O nazismo e Auschwitz estão banalizados, mas não por falta de consciência, nem por causa dos preocupantíssimos surtos antissemitas, nem dos negacionistas que ciscam na extrema direita, e sim justamente pelo contrário: apelamos ao nazismo porque é nosso horizonte moral e o espaço ideológico do qual queremos fugir a todo custo, e fantasiamos com Auschwitz porque já não é mais um lugar, e sim a ideia contemporânea de inferno na cultura ocidental.
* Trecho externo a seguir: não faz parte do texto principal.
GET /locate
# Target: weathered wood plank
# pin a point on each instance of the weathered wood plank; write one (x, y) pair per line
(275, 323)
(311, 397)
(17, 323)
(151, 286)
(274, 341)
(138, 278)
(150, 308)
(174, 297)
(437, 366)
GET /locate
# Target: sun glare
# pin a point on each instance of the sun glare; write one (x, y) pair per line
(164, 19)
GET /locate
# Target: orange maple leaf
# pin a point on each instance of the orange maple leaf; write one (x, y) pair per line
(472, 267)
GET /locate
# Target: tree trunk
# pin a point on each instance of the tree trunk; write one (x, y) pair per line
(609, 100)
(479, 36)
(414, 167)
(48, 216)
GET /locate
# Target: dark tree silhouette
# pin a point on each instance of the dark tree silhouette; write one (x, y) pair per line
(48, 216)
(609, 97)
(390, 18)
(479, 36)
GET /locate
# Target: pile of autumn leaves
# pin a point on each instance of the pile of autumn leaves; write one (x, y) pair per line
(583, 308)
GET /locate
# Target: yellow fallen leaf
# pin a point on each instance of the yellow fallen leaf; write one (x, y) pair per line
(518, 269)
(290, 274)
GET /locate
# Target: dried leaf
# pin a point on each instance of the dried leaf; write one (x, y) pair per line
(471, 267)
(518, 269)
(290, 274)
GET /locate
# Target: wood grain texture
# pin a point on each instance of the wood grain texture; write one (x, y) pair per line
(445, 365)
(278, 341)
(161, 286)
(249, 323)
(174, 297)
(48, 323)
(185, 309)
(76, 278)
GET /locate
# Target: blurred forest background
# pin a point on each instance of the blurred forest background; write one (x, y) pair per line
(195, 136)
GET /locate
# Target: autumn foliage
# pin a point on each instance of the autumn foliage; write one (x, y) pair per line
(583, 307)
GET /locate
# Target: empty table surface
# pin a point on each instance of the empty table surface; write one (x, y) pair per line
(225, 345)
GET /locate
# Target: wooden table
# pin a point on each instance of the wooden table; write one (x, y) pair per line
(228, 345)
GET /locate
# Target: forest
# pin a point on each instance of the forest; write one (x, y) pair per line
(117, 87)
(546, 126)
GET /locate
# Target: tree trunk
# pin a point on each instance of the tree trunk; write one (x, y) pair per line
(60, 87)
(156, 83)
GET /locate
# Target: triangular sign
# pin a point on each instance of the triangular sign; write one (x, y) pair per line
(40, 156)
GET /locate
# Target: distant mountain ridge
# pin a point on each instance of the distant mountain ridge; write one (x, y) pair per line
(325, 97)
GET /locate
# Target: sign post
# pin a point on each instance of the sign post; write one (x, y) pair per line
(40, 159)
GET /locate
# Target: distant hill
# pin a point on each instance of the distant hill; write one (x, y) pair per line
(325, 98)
Quando hoje imaginamos o Hades, não nos ocorre nada mais terrível que um campo de extermínio. Dizem no Memorial de Auschwitz que não cabe fabular, porque a verdade histórica é mais terrível e inverossímil que qualquer fantasia, e assim é: ainda não fomos capazes de honrar com a ficção o que os fatos documentados revelam. Por isso continuaremos usando a palavra nazista como insulto (porque não há outro pior), e por isso continuaremos caricaturando e revirando o mito de Auschwitz de ponta-cabeça: porque nos importam muito.